Don Quijote de la Mancha.- Primera parte, capítulo cuadragésimo

El ingenioso hidalgo don Quijote de La Mancha
Miguel de Cervantes Saavedra

Primera parte.- Capítulo cuadragésimo

Donde prosigue la historia del cautivo

Como ya he comentado, esta novela del cautivo es de carácter autobiográfico y en ella, en medio de los elementos imaginados del argumento, Miguel de Cervantes nos cuenta o da fe de sus supuestos orígenes familiares, su participación en la batalla de Lepanto y las circunstancias de su captura por los musulmanes y cautividad en Argel.

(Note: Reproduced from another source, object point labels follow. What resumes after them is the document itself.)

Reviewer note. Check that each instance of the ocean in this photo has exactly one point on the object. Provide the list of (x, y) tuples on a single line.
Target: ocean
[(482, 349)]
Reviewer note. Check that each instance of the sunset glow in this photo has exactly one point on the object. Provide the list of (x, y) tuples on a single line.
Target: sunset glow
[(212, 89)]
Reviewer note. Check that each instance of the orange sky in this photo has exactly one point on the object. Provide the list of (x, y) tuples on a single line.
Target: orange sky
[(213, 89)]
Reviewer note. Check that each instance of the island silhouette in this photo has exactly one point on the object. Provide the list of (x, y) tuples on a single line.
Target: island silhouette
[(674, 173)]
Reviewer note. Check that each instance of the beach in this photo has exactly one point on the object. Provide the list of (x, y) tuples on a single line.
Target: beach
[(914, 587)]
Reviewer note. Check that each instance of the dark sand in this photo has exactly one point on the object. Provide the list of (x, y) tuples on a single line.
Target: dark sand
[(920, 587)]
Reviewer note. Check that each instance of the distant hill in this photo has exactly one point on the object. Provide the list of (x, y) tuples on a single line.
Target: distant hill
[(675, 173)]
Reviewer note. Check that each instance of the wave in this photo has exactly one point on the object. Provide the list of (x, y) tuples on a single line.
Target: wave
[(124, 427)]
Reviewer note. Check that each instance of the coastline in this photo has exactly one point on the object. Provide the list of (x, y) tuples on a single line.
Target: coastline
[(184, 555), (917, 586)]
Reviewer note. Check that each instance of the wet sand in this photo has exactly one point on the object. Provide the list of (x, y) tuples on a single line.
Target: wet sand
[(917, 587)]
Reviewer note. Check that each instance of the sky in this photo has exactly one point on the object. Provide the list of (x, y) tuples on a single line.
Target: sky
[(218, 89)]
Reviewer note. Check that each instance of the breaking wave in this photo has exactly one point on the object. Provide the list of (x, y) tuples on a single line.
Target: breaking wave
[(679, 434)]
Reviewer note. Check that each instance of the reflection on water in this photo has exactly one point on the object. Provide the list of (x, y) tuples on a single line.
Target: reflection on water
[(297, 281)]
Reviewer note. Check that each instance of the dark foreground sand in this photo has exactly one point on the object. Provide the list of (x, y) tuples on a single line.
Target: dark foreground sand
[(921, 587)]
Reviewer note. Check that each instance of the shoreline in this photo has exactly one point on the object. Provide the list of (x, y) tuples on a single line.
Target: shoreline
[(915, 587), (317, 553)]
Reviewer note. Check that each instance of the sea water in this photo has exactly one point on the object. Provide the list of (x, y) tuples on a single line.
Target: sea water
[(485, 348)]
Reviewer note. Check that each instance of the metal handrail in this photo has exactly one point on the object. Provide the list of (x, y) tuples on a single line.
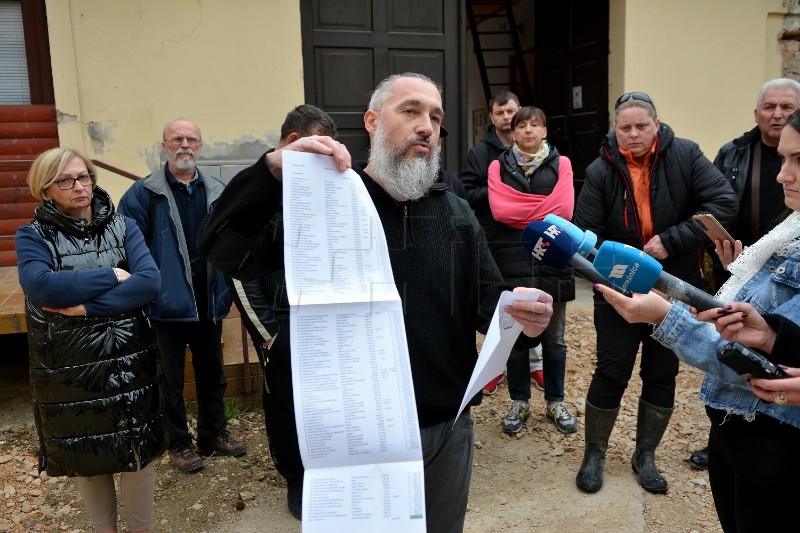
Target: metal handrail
[(115, 170)]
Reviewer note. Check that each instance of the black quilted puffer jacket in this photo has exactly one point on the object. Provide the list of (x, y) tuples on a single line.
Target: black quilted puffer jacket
[(94, 379)]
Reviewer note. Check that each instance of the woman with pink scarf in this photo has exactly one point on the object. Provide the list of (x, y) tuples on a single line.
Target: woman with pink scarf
[(527, 182)]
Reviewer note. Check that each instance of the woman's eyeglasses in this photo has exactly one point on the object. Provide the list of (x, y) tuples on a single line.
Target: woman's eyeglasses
[(66, 184), (643, 97)]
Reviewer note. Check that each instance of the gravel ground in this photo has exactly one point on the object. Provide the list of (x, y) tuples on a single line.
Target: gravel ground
[(520, 483)]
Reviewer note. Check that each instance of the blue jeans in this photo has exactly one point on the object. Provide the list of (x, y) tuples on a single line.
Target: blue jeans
[(554, 359), (447, 452)]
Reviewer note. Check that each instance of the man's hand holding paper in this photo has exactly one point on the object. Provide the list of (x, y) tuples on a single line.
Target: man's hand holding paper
[(527, 310)]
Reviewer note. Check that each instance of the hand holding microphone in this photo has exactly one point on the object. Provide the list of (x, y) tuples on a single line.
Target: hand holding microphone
[(586, 240)]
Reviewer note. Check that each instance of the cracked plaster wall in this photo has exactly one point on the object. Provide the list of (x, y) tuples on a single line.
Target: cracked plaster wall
[(123, 69)]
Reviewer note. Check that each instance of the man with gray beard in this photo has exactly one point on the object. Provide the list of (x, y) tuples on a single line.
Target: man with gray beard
[(169, 206), (447, 280)]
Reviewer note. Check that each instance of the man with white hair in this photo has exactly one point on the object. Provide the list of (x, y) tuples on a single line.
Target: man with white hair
[(169, 206), (448, 283)]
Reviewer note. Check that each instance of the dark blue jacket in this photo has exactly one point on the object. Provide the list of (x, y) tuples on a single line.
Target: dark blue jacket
[(175, 301)]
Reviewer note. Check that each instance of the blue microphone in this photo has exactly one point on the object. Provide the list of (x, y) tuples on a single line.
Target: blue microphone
[(633, 270), (553, 247), (586, 239)]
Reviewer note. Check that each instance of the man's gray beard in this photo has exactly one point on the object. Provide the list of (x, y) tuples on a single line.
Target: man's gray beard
[(178, 162), (403, 178)]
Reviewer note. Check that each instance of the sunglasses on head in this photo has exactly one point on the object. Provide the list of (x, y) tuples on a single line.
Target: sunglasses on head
[(643, 97)]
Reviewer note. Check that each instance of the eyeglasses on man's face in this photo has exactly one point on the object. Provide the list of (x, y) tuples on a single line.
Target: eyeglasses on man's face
[(178, 141), (643, 97), (67, 183)]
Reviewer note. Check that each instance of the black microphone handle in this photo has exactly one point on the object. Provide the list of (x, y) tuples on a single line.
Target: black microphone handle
[(585, 269), (685, 292)]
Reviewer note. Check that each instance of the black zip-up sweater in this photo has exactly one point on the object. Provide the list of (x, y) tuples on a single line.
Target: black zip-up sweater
[(448, 282)]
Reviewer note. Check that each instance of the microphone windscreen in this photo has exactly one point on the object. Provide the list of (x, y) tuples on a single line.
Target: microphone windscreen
[(585, 239), (574, 232), (548, 243), (627, 267), (587, 246)]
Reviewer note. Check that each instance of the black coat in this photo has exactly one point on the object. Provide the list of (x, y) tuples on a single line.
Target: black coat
[(683, 183), (442, 268), (515, 263), (94, 379), (475, 172)]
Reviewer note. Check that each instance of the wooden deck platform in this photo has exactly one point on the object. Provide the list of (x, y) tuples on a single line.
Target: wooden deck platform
[(12, 302), (243, 379)]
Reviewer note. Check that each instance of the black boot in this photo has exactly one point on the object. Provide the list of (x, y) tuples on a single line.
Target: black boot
[(651, 423), (597, 425), (699, 459)]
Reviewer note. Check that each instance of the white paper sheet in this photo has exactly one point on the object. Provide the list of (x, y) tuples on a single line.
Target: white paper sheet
[(354, 398), (497, 344)]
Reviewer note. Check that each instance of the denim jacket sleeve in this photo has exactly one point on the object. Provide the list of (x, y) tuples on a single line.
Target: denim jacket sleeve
[(695, 343)]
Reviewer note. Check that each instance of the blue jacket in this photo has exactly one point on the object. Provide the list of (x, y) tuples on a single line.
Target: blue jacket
[(175, 301), (774, 289)]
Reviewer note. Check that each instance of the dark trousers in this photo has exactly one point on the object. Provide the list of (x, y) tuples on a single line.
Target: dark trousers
[(753, 470), (617, 345), (204, 338), (278, 401)]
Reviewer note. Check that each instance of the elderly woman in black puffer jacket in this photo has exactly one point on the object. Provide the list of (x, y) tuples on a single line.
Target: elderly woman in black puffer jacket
[(527, 182), (87, 276)]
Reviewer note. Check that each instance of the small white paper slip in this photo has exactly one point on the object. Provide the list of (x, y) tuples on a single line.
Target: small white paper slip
[(500, 338)]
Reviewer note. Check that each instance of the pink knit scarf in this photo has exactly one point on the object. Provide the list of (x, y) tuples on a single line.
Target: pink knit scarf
[(518, 209)]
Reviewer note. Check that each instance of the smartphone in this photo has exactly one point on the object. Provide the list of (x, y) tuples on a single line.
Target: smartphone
[(748, 363), (711, 227)]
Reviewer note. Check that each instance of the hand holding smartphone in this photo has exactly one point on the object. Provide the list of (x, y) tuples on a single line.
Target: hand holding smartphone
[(712, 228)]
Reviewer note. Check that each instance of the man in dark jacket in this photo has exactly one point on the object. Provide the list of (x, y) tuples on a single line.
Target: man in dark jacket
[(447, 281), (751, 163), (169, 206), (475, 177), (265, 313)]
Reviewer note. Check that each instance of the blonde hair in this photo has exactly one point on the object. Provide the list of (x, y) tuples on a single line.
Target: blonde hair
[(48, 167)]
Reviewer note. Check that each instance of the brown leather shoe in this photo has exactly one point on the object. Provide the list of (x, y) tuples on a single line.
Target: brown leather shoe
[(185, 458), (223, 444)]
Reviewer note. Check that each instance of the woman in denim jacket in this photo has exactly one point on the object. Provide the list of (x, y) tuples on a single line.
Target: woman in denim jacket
[(754, 442)]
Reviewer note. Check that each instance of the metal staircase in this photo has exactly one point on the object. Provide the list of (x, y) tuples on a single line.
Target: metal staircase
[(498, 51), (25, 132)]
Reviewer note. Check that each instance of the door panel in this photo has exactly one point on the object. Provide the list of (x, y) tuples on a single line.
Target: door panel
[(572, 77), (351, 45)]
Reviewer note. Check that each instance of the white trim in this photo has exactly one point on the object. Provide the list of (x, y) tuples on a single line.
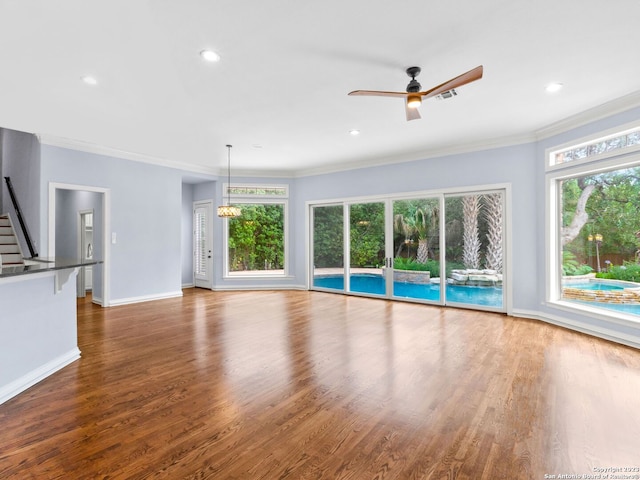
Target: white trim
[(208, 205), (589, 139), (600, 112), (30, 276), (87, 147), (226, 274), (593, 330), (145, 298), (247, 288), (34, 376), (106, 230), (441, 195)]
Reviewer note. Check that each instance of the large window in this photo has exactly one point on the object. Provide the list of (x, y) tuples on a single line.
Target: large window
[(256, 240), (595, 225)]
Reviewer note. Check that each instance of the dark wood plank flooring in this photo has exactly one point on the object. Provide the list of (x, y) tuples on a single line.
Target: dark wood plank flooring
[(309, 385)]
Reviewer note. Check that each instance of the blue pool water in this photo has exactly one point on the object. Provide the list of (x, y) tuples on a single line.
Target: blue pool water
[(594, 286), (363, 283)]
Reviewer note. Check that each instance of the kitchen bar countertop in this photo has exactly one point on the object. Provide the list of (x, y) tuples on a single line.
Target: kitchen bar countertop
[(39, 265)]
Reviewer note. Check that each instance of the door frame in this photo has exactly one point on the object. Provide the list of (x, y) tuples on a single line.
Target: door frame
[(82, 271), (208, 204), (106, 231)]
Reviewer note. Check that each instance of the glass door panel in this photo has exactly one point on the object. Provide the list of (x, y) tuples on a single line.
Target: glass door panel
[(367, 248), (474, 249), (328, 247), (416, 245)]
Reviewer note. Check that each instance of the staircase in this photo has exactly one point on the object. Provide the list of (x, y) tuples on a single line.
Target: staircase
[(10, 253)]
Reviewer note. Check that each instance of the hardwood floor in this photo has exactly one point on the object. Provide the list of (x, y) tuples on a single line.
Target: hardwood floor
[(309, 385)]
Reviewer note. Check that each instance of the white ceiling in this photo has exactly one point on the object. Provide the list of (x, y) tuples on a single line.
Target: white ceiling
[(279, 92)]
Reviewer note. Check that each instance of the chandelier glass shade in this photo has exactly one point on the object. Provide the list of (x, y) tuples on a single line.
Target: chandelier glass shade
[(228, 211)]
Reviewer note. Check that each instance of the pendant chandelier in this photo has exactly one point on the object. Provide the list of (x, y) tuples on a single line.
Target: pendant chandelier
[(227, 211)]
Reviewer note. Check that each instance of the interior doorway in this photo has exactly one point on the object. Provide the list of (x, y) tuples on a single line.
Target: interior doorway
[(203, 244), (86, 245), (65, 203)]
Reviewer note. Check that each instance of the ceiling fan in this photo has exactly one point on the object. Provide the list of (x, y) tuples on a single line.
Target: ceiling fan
[(413, 96)]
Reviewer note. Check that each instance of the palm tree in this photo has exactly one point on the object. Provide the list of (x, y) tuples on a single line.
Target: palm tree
[(471, 237), (493, 216), (426, 220), (406, 226)]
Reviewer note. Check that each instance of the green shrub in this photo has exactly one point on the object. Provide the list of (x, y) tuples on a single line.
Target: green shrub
[(629, 272), (571, 267), (432, 266)]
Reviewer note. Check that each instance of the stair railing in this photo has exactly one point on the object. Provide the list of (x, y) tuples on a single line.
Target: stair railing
[(23, 225)]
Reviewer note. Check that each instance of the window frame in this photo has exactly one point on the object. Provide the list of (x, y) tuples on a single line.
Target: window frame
[(257, 199), (617, 159)]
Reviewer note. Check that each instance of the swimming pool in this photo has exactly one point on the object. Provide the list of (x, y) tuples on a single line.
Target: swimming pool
[(374, 284), (594, 286)]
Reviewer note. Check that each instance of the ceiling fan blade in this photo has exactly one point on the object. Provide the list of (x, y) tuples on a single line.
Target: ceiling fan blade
[(412, 113), (468, 77), (376, 93)]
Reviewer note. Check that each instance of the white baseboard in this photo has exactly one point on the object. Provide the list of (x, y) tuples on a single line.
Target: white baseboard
[(21, 384), (596, 331), (236, 288), (144, 298)]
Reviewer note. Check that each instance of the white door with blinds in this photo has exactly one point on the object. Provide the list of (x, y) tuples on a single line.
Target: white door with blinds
[(202, 244)]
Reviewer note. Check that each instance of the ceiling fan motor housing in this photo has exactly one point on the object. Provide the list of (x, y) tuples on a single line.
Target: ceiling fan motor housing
[(414, 86)]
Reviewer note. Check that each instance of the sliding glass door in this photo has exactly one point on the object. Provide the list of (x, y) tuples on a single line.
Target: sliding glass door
[(475, 249), (355, 231), (328, 246), (445, 248), (416, 248), (367, 248)]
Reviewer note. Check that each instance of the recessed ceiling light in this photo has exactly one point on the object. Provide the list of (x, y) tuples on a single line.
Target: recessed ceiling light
[(210, 55), (89, 80), (554, 87)]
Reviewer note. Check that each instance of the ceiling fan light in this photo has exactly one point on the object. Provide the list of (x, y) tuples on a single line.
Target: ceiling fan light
[(414, 101)]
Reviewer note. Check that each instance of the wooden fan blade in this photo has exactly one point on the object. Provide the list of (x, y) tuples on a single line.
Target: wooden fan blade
[(468, 77), (376, 93), (412, 113)]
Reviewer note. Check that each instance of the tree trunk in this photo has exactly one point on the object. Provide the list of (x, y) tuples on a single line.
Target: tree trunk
[(423, 251), (493, 215), (580, 218), (471, 238)]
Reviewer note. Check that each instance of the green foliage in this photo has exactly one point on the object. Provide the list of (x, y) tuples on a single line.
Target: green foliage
[(367, 234), (571, 266), (629, 272), (401, 263), (256, 238), (613, 210), (328, 247)]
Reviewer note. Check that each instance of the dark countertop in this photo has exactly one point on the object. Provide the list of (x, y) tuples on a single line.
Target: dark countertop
[(38, 265)]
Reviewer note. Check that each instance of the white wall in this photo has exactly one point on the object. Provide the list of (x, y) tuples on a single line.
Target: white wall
[(146, 213), (187, 234)]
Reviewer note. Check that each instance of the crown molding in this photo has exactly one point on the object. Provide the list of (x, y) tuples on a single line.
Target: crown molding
[(608, 109), (457, 149), (87, 147)]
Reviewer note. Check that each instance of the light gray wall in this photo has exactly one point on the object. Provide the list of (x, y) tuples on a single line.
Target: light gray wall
[(187, 234), (21, 162), (146, 214), (514, 165), (606, 328)]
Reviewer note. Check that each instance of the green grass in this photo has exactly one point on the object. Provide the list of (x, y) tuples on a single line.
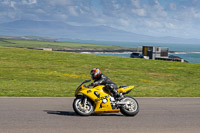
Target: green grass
[(25, 72), (54, 45)]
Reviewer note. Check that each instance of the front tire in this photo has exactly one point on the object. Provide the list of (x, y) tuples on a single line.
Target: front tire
[(130, 109), (83, 110)]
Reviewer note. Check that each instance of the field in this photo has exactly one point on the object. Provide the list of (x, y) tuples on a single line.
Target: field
[(27, 72)]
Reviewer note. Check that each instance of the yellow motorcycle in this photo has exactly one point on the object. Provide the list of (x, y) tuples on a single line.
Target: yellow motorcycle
[(99, 100)]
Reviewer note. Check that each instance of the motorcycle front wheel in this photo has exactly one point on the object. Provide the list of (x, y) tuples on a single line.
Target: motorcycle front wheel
[(83, 110), (131, 108)]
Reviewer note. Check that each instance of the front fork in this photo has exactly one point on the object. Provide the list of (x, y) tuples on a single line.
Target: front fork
[(84, 101)]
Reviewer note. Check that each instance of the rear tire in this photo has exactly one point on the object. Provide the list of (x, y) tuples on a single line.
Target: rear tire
[(130, 109), (80, 109)]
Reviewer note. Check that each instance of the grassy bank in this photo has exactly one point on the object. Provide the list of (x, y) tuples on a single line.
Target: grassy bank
[(25, 72)]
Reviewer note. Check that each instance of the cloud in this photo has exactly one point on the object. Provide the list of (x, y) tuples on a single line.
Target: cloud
[(29, 2), (73, 11), (59, 2), (139, 12)]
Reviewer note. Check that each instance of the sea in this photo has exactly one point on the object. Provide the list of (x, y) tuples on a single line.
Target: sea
[(189, 52)]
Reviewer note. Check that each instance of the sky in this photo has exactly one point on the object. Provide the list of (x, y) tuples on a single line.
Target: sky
[(177, 18)]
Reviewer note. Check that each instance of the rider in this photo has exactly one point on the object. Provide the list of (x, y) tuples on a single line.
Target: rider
[(101, 79)]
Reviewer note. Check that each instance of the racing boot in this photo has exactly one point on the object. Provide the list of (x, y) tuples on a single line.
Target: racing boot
[(117, 96)]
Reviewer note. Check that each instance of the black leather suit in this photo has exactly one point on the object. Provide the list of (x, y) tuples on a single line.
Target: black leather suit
[(104, 80)]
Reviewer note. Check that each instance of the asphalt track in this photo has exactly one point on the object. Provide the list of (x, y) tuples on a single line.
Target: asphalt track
[(55, 115)]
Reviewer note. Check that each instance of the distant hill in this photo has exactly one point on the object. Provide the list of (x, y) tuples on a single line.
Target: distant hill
[(63, 30)]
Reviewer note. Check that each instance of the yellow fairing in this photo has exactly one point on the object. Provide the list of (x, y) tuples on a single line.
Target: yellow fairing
[(100, 107), (100, 97), (125, 89)]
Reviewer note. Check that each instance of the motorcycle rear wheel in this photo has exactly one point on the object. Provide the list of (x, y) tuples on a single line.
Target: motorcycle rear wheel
[(130, 109), (78, 107)]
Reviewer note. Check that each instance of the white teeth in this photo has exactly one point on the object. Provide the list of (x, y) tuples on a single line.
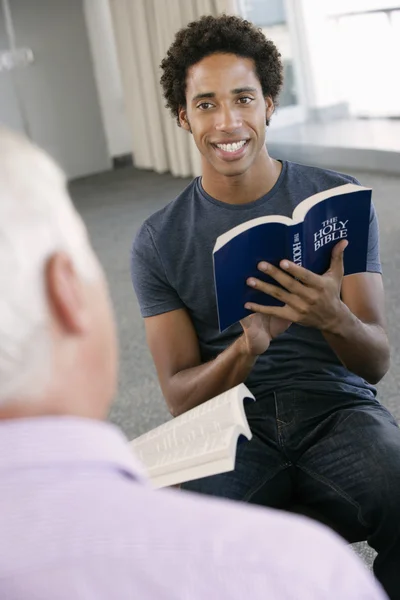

La superposición de los comienzos del Quijote: En un lugar de la Mancha de cuyo nombre no quiero acordarme… y el del capítulo 39 que da comienzo a esta novela: En un lugar de las montañas de León tuvo principio mi linaje… da pie a toda clase de conjeturas sobre la verdadera topografía del Quijote y el significado de “Mancha”, que en la época de Cervantes podía escribirse con minúscula aunque fuera nombre propio. Porque si la “mancha” se sobrepone a sus “orígenes leoneses”, es bien fácil suponer una alusión al pasado “judío converso” o “manchado” de Cervantes, entendiendo que su familia habría podido trasladarse a las montañas de León, posiblemente en tierras zamoranas, tras el decreto de expulsión de 1492, donde era más fácil la convivencia con los cristianos viejos sin que se molestaran entre ellos, para –posiblemente- pasar más tarde a Portugal cuando las cosas empeoraron para los judíos.

Todo son conjeturas, cuestiones que en el momento en que fue publicada la novela pasaron desapercibidas para los censores y la Inquisición y que cobran relevancia con el paso del tiempo y la mirada al pasado desde el distanciamiento y los conocimientos que ahora tenemos de la época. No pretenden sentar nada, sino entender algunas cuestiones personales del autor como las que siguen a lo largo de este capítulo.

Las desgracias sobrevenidas al cautivo tras la batalla de Lepanto, una gran victoria para la cristiandad ante el turco, pero en la que Cervantes encontró tan desigual suerte, forman parte de su autobiografía. Aún así, Cervantes nos ofrece el testimonio de su nombre en la persona de otro cautivo y por boca del protagonista de la historia, cuando refiere las crueldades del amo para con los que tenía presos y cómo “sólo se libró bien con él un soldado español llamado tal de Saavedra”.

El argumento de la novela sigue contándonos que había un palacio colindante con el “baño” o campo de concentración en que tenían recluidos a los cristianos calificados como de rescate por su condición. La mansión pertenecía a un moro muy rico que poseía una sola, joven y hermosísima hija que, en secreto, se había hecho cristiana renegando de su fe.

La muchacha mora, llamada Zoraida, se puso en contacto con el cautivo a través de una ventana enviándole dinero y cartas aprovechando los momentos del día en que aquella parte del campo estaba vacía. El cautivo y sus amigos se pusieron en contacto con un renegado español que sabía árabe y que, les confesó, quería volver a España y al cristianismo nuevamente. Este renegado les tradujo las cartas de la joven mora, en las que venía a decir que se había fijado en el cautivo y le ofrecía ser su esposa si él la aceptaba y consentía en llevarla a España para ser cristiana bautizada, movida por la devoción a Lela Marién, la Virgen María, que una cautiva de su padre le había infundido contándole su historia y enseñado muchas oraciones.

El cautivo le respondió a la mora que aceptaba y daba su palabra de caballero cristiano de ser su marido. Así las cosas, la mora Zoraida le hace llegar al cautivo una gran cantidad de dinero con que liberarse él y sus amigos para conseguir una barca y huir a España llevándola con ellos.

Todos los negocios los llevarán a través del cristiano renegado que les ha servido de intérprete y mediador para hacerse, sin levantar sospechas, con una barca. El cautivo compra su libertad y decide comprar también la de sus compañeros al mismo tiempo para evitar que desconfiasen de sus intenciones pensando que no volvería a por ellos y, de ese modo, pudieran hacer alguna cosa que comprometiese su libertad y la misma vida de Zoraida. Y sigue.